Your Thriving Practice

Mixed signals: How to explain economic confusion to your clients

Help guide your clients through a complex environment

What’s going on with the economy? Inflation’s going down, so everything must be good, right? On the other hand, interest rates are still high and housing prices throughout most of the country are at historical highs. Many other statistics appear contradictory as well. The dissonance of the data is enough to make investors head spin.

Most likely, your clients are feeling this way and may be turning to you for guidance. The problem, though, is that there’s no simple explanation. So what should you tell them?

First, cover the basics

Before you dig into the nitty gritty, it’s vital to educate clients about some foundational economic concepts and how they can affect the financial markets:

  • The level of interest rates—both actual and expected—can affect everything from supermarket prices and credit card payments to bond yields and the unemployment rate.
  • Yields and prices of bonds move in opposite directions.

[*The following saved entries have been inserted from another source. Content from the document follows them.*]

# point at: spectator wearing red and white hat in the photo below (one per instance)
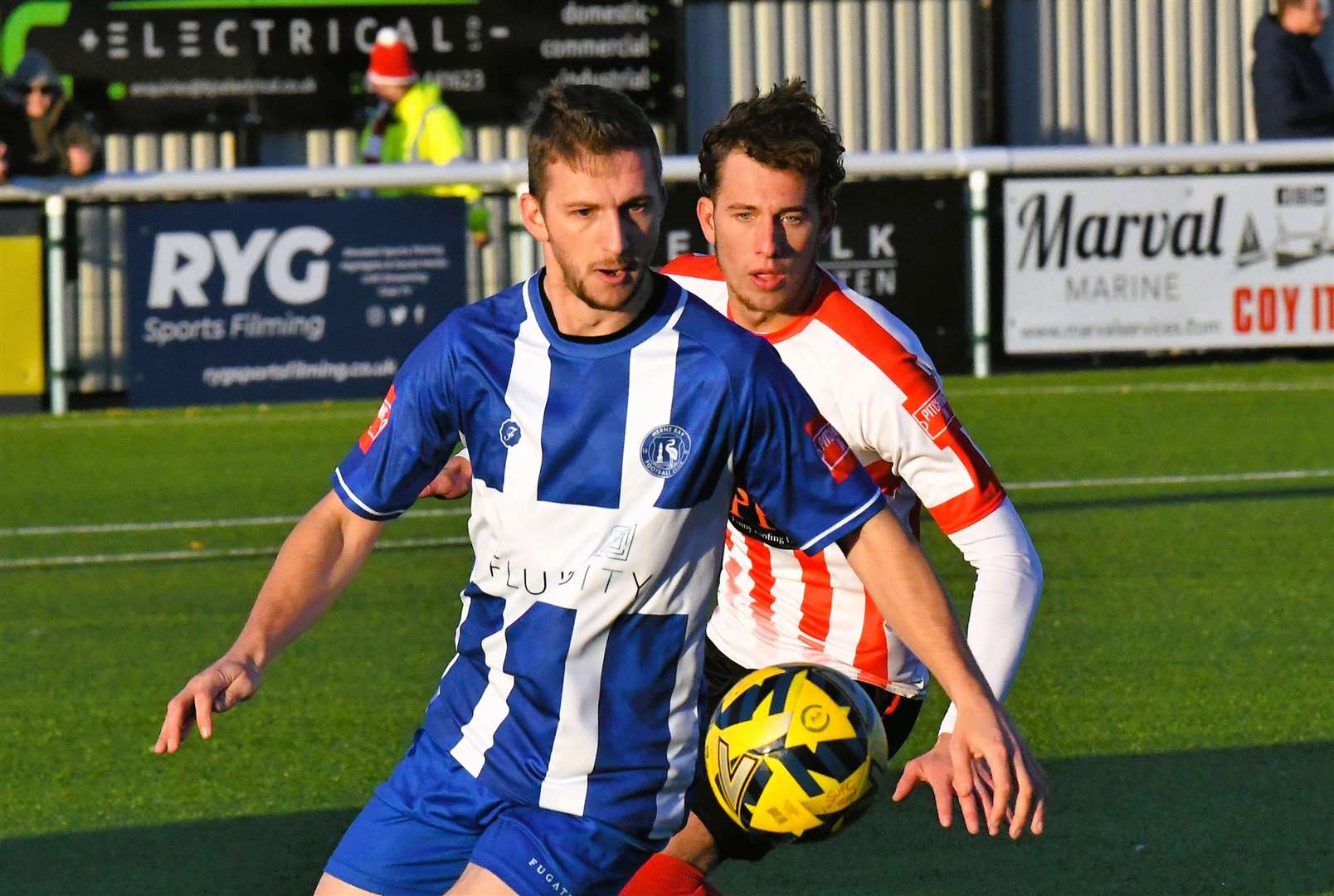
(414, 124)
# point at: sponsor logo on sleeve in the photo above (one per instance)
(382, 419)
(936, 415)
(834, 451)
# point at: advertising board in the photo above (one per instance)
(290, 64)
(285, 300)
(899, 241)
(1126, 265)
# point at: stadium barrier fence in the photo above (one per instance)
(976, 167)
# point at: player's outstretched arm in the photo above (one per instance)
(986, 753)
(316, 562)
(454, 480)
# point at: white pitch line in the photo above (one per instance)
(219, 553)
(1132, 388)
(241, 419)
(1173, 480)
(95, 528)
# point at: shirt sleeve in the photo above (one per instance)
(794, 463)
(410, 439)
(1005, 597)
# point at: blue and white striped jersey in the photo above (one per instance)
(603, 474)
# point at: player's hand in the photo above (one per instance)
(936, 768)
(80, 162)
(990, 764)
(215, 689)
(455, 480)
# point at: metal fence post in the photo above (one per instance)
(980, 272)
(56, 366)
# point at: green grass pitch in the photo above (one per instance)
(1177, 684)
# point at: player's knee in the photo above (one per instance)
(695, 845)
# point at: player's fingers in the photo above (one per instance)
(175, 724)
(204, 713)
(943, 801)
(998, 760)
(239, 689)
(985, 797)
(962, 768)
(910, 777)
(969, 808)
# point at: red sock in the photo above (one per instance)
(665, 875)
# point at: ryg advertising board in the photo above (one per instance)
(902, 243)
(287, 64)
(285, 300)
(1123, 265)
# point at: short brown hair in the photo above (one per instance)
(575, 120)
(785, 129)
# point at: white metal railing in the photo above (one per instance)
(976, 164)
(511, 173)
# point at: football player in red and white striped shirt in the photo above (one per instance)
(769, 175)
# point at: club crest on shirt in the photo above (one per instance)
(834, 451)
(665, 450)
(934, 415)
(382, 419)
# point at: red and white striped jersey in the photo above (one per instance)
(874, 383)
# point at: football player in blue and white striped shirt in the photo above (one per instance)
(610, 417)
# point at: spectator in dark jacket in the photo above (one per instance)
(10, 129)
(59, 138)
(1293, 95)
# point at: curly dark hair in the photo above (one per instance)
(785, 129)
(574, 120)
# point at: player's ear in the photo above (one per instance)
(704, 212)
(530, 210)
(829, 217)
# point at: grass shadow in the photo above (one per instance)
(1246, 821)
(1178, 498)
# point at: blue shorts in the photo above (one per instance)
(432, 817)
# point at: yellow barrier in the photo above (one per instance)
(23, 371)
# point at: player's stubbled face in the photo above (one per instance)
(602, 217)
(767, 227)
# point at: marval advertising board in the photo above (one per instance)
(1114, 265)
(285, 300)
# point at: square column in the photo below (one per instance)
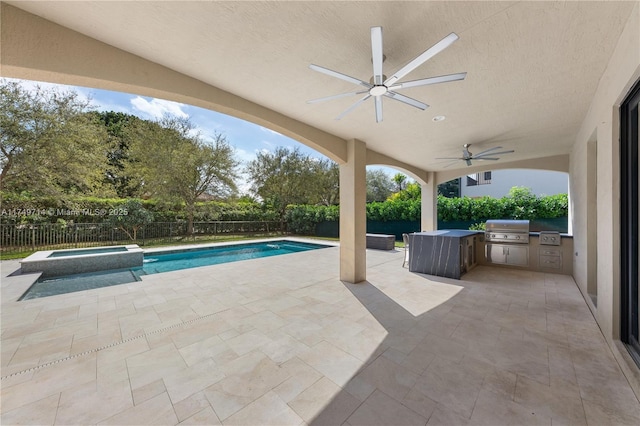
(429, 204)
(353, 213)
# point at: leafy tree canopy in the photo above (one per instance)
(49, 144)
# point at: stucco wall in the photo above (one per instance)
(541, 182)
(601, 124)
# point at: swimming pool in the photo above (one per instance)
(165, 261)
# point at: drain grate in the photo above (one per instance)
(121, 342)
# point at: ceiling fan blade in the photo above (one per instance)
(493, 153)
(376, 54)
(489, 150)
(378, 103)
(430, 80)
(341, 95)
(339, 75)
(406, 100)
(352, 107)
(420, 59)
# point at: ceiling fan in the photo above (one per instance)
(484, 155)
(380, 85)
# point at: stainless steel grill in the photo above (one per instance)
(507, 231)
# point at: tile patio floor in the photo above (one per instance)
(282, 341)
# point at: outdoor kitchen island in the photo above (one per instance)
(445, 253)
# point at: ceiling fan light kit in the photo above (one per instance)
(380, 85)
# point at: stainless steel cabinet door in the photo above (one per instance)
(496, 253)
(518, 255)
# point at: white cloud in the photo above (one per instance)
(244, 155)
(156, 108)
(273, 132)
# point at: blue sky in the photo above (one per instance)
(247, 138)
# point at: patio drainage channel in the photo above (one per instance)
(90, 351)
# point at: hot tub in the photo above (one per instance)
(53, 263)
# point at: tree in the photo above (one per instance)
(175, 163)
(130, 218)
(379, 186)
(326, 188)
(399, 179)
(49, 144)
(450, 189)
(118, 143)
(285, 176)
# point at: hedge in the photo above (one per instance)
(521, 204)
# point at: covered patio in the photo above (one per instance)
(216, 345)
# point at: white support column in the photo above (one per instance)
(353, 214)
(429, 204)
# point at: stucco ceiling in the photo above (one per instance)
(533, 67)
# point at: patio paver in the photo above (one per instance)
(283, 341)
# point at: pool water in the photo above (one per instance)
(165, 261)
(192, 258)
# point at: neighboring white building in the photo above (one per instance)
(497, 183)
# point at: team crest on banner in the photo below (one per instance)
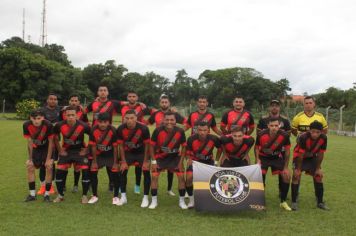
(228, 189)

This is because when interest rates fall, newer bonds are issued with lower rates so existing bonds with higher rates will now cost more because the rates are more attractive than what is being offered now. Now, because the bonds with the higher interest rates will cost more, the overall effective yield will decrease.
  • Many factors drive financial markets, but investors’ expectations about those factors tend to influence the behavior of markets more than the factors themselves. Stock and bond prices have surged since October 2023, for instance, based on expectations that the Federal Reserve had finished its latest cycle of raising interest rates.

Contradictions are normal

"Demystifying the situation should help not only to relieve some of the uncertainty, but also to remind them that you’re there for them..."

The first step in explaining the current economic picture is to reassure clients that it’s normal for various indicators to conflict with each other. Old expressions like “markets climb a wall of worry” or “good news is bad news” remain in the investment vocabulary for a reason: They’re often true.

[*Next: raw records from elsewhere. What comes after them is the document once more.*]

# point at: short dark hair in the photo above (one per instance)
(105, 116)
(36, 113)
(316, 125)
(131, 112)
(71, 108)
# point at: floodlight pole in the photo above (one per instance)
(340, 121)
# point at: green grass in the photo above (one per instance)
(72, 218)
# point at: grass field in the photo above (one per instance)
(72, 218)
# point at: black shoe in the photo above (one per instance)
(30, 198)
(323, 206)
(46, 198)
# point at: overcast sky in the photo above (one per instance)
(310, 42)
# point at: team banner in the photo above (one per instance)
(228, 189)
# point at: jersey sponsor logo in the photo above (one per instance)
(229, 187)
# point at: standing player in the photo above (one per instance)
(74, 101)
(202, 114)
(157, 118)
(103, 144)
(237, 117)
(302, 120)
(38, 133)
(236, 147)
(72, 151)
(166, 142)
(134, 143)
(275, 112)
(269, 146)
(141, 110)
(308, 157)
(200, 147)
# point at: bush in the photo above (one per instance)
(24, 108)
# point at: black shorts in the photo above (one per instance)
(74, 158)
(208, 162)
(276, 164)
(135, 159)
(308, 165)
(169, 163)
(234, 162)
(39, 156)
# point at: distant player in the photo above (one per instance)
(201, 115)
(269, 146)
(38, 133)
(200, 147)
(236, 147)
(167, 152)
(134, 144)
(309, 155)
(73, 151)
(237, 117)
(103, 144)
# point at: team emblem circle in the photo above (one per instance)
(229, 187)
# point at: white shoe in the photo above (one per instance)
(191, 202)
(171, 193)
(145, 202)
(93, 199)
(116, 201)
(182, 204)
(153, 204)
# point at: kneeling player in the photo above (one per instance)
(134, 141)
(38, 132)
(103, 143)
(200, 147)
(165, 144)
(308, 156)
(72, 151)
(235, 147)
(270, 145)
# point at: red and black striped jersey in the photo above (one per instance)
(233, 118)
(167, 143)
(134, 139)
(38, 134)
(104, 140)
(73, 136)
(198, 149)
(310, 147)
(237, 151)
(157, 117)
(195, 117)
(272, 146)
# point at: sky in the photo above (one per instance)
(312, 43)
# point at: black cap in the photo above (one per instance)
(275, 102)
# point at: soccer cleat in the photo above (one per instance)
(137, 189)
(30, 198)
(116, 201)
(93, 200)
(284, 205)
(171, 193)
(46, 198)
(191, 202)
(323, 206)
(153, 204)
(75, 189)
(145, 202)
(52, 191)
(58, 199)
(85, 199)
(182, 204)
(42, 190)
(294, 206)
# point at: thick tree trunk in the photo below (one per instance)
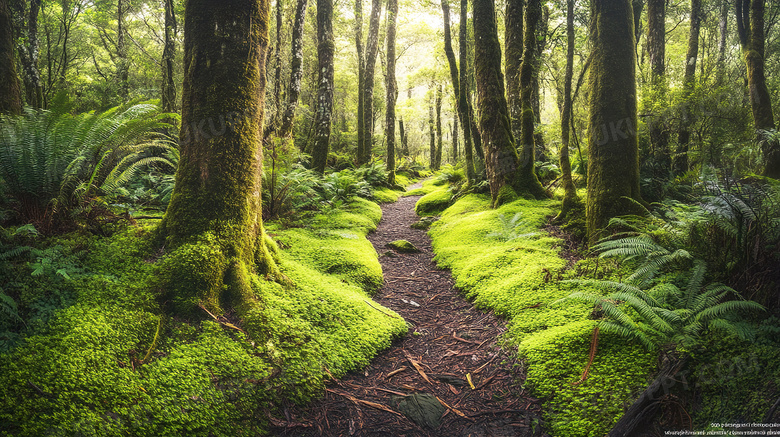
(527, 180)
(570, 193)
(326, 49)
(10, 94)
(372, 49)
(680, 159)
(296, 71)
(656, 48)
(213, 226)
(750, 24)
(513, 52)
(460, 95)
(501, 160)
(168, 99)
(392, 92)
(613, 158)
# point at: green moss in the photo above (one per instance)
(433, 203)
(519, 280)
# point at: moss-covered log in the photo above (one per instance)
(325, 53)
(213, 225)
(613, 158)
(10, 93)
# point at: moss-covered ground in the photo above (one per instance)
(101, 356)
(520, 279)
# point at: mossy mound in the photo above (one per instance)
(111, 361)
(433, 203)
(519, 280)
(403, 246)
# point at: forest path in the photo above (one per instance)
(448, 339)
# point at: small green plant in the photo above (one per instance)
(511, 228)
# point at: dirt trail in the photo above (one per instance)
(448, 340)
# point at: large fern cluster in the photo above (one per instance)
(52, 162)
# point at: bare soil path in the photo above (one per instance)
(450, 353)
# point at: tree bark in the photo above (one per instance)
(613, 158)
(750, 25)
(372, 49)
(570, 192)
(680, 159)
(513, 52)
(10, 93)
(326, 49)
(213, 225)
(296, 71)
(168, 98)
(460, 95)
(528, 182)
(392, 92)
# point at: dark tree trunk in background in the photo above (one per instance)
(613, 158)
(680, 159)
(513, 52)
(501, 160)
(461, 97)
(570, 192)
(10, 94)
(656, 48)
(296, 70)
(439, 139)
(168, 98)
(27, 46)
(213, 223)
(527, 180)
(392, 92)
(326, 49)
(372, 49)
(750, 25)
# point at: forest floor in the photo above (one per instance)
(451, 352)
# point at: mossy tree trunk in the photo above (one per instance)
(613, 158)
(372, 50)
(528, 182)
(325, 52)
(296, 71)
(501, 160)
(392, 91)
(10, 93)
(513, 53)
(213, 226)
(750, 25)
(656, 49)
(680, 158)
(460, 95)
(570, 197)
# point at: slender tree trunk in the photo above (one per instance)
(750, 25)
(10, 93)
(501, 160)
(213, 226)
(680, 159)
(460, 94)
(296, 71)
(123, 63)
(168, 99)
(439, 136)
(326, 49)
(656, 48)
(361, 79)
(570, 192)
(513, 52)
(392, 92)
(527, 180)
(613, 158)
(372, 49)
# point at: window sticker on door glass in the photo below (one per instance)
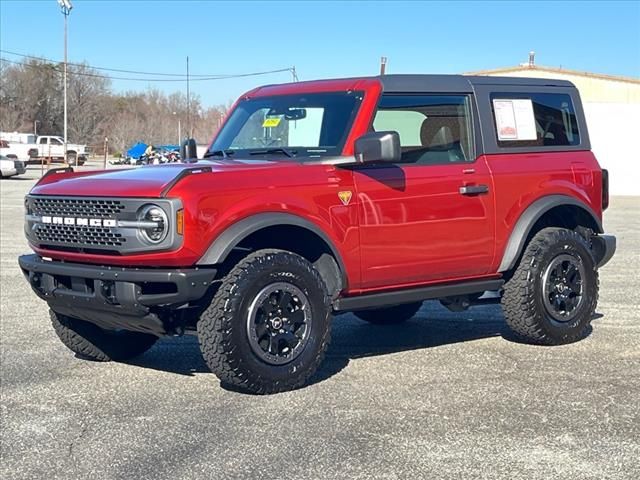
(271, 122)
(514, 119)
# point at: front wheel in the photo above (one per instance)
(268, 325)
(553, 293)
(94, 343)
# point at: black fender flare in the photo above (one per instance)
(528, 219)
(230, 238)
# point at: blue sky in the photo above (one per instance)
(323, 39)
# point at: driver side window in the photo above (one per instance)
(433, 129)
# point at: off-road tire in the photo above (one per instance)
(223, 331)
(91, 342)
(523, 300)
(389, 315)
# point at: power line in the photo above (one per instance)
(183, 79)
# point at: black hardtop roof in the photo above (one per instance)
(399, 83)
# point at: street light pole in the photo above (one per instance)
(179, 129)
(65, 6)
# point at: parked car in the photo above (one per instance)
(365, 195)
(10, 167)
(45, 148)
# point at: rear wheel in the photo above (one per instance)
(553, 293)
(92, 342)
(389, 315)
(268, 325)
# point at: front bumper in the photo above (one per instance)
(137, 299)
(604, 246)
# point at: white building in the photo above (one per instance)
(612, 107)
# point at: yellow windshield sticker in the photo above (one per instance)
(271, 122)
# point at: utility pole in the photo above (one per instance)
(65, 6)
(188, 103)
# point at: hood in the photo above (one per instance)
(148, 182)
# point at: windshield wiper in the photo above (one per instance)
(271, 151)
(219, 153)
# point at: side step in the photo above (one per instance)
(374, 300)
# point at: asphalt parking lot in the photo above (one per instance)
(442, 396)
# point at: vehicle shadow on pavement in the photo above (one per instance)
(352, 338)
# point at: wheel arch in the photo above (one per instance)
(552, 210)
(286, 231)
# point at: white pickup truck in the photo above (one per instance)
(44, 148)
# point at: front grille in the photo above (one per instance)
(73, 207)
(101, 225)
(78, 235)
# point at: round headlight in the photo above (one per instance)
(155, 224)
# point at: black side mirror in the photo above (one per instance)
(378, 147)
(188, 150)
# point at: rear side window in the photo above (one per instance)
(534, 120)
(433, 129)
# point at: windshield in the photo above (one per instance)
(304, 125)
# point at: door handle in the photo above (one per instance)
(474, 189)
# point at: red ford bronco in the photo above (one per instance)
(366, 195)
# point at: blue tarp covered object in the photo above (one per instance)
(137, 150)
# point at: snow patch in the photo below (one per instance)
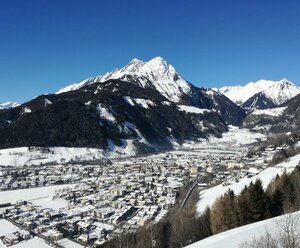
(105, 114)
(271, 112)
(191, 109)
(209, 196)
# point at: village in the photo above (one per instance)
(102, 201)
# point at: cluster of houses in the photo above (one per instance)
(13, 238)
(38, 176)
(105, 201)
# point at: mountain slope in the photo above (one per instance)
(8, 105)
(277, 92)
(162, 77)
(143, 107)
(258, 101)
(285, 118)
(234, 238)
(106, 115)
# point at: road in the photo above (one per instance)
(188, 194)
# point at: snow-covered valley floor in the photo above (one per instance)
(208, 197)
(235, 237)
(236, 139)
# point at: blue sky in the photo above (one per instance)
(45, 45)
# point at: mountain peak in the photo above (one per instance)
(277, 91)
(7, 105)
(156, 73)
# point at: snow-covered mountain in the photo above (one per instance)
(142, 107)
(8, 105)
(276, 91)
(156, 73)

2021 is a good example. The unemployment rate had been falling since its COVID high of 14.7% in April 2020, and annualized inflation (as measured by the Consumer Price Index) had steadily risen since May 2020. Combined, these numbers were a neon-light signal that economic growth was going to plummet and stocks were heavily overvalued. Yet stocks kept climbing this wall of worry and the S&P 500 ended the year up 26.9%.

More recently, the 10-year Treasury yield rose an eye-popping 1.5 percentage points between April and October of 2023 as investors confronted the possibility that interest rates would stay higher for longer into the future. If correct, this could translate into a prolonged bout of inflation―but inflation kept dropping.

The catalyst: COVID

Once you’ve explained that contradictions are normal, try to put today’s environment in perspective. Much of what’s happening in the economy now can be traced to the COVID pandemic starting in 2020.

Instructor equation illustration

Global supply chains broke down, forcing prices of many products and their key ingredients to sharply rise and their availability to dry up. Manufacturers raised prices to keep pace as their own costs surged. At the same time, the government went into overdrive to keep the economy afloat: The Federal Reserve cut interest rates to nearly zero, and Congress approved several programs that put cash directly into the hands of consumers.

In other words, powerful forces were working simultaneously to depress and stimulate economic activity—a pattern that persists today. The Fed, for instance, sought to crush inflation and reduce economic growth by raising interest rates more than 5 percentage points between March 2022 and July 2023. Just about everyone on Wall Street and Main Street alike expected a recession, yet it hasn’t happened. GDP growth returned to healthy levels in mid-2022 and hasn’t looked back.

This narrative is simplistic, admittedly, but it isn’t simple. Hearing it should give clients a better grasp of the story and the understanding that it’s complex.

Helping clients in several ways

Your explanation should help clients in several ways—meaning that it also benefits you and your practice.

First and foremost, you’re addressing what’s likely an area of widespread concern. The past few years have seen a tremendous amount of uncertainty about the economy that has weighed heavily on clients’ minds and wallets. Demystifying the situation should help not only to relieve some of the uncertainty, but also to remind them that you’re there for them and have a finger on the pulse of what’s affecting them.

Second, you’re educating them about how both the economy and the financial markets work and how the two are closely linked. This knowledge gives them a better grasp of what’s going on and, as a result, a deeper understanding of their own investments. Their confidence in you as their producer should grow.

Finally, you’re reinforcing their belief in the long-term plan you’ve developed for them—and reminding them that they need to stick to the plan despite relatively short-term volatility. Making sense of the big picture enables them to see their plan in perspective and feel better about it.